Otra vez aparecen las mediaciones para disipar sus temores. Esta vez es su compañera de misión, su querida amiga Sor Carmela, su “hermanica del alma” como Ángeles la llama, quien la acompañará a China.

“Recuerdo que solo un pensamiento me preocupaba, quién será mi compañera, toda vez que ya no podía volverme atrás. Cerrando los ojos y echando a un lado pueriles temores, dije de lo íntimo del alma:

— ‘La que queráis, Señor’.

A los pocos segundos oigo que la Madre llama a Sor Carmela… ¡Qué alegría! ¿Sería ella mi compañera? No quise creerlo hasta que mi hermanita querida se arrodilló cerca de mí y apretando su mano temblorosa con la mía, nada tranquila, me dijo:

— Hermana María Ángeles, me voy a China.

— Y yo también, le contesté acercándome más a ella, significando, por decirlo así, el íntimo acercamiento de nuestra alma.
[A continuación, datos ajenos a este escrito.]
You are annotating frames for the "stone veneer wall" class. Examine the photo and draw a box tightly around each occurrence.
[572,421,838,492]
— Ofreceremos hoy la Misa y la Comunión por el Papa

Y, sin decirnos nada, la ofrecimos también la una por la otra”.

Carmela, desde el momento en que la conoció al llegar al monasterio, se convirtió en un verdadero tesoro para Ángeles. Esta verdadera amistad ha sido uno de los mayores regalos de Dios para ambas.
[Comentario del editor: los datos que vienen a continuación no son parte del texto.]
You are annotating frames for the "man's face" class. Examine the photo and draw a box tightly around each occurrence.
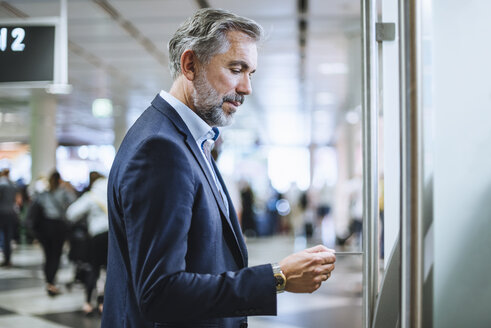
[192,31,258,127]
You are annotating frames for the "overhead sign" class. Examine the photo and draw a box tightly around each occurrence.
[0,16,68,89]
[0,25,55,83]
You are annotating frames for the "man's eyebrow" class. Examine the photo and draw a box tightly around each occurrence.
[229,60,256,73]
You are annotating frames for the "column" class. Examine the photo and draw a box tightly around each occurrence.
[112,102,128,152]
[30,89,58,182]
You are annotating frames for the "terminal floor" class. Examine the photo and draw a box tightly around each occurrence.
[0,236,362,328]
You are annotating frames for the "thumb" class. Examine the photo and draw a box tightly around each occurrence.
[305,244,330,253]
“Sí, aquel día rogué de un modo especial por mi hermanica del alma, sor Carmela, por esta hermana y compañera de la cual puedo decir con toda verdad que al contar con su amistad y confianza desde que la vi entrar en el claustro hallé en ella ‘un gran tesoro’.
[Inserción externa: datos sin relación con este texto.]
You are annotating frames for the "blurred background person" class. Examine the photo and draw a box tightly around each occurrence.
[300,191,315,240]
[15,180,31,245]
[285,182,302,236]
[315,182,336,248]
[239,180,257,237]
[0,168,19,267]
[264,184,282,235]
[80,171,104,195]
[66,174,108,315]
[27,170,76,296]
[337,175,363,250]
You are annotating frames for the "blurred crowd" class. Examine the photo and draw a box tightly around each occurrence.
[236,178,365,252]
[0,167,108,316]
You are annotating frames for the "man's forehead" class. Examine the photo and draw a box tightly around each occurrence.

Juntas rezábamos y cantábamos todas las noches ante la encantadora y devotísima imagen de nuestra Dulce Madre en el Misterio de su Asunción gloriosa. Juntas y cabe sus plantas benditas formulábamos nuestros mejores propósitos de ser cada día mejores, de vencernos, de luchar hasta conseguir la palma…

Esta amistad estaba bendecida por la obediencia. La Madre Priora nos daba tiempo todos los domingos y días de fiesta para tratar cosas de nuestra alma, y a fe que mi Hermana Carmela, lejos de ser el más leve obstáculo a mis deseos de perfección, ha sido mi apoyo y mi alegría en el camino a veces áspero de la vida. Bendita amistad que tanta paz produce a mi alma”.

¿Era en verdad plenamente libre para ir a China? ¿La decisión que había tomado ante la invitación divina había partido de su libertad? Su padre la confronta con una pregunta importante para su futuro. Ángeles sabe que Dios nunca le ha impuesto nada, siempre la ha invitado, seducido, cuestionado, pero jamás atropellado su libertad humana.

“Mi padrecico me llamó aparte para preguntarme si mi salida del convento y mi ida a China era completamente libre. Contesté que yo, voluntariamente, me había ofrecido creyendo al hacerlo cumplir la voluntad de Dios. Entonces me dijo: ‘Viviré tranquilo’. Me dio dinero para lo que quisiera y un abrazo empapado en lágrimas. ¡Qué rato, Dios mío!”.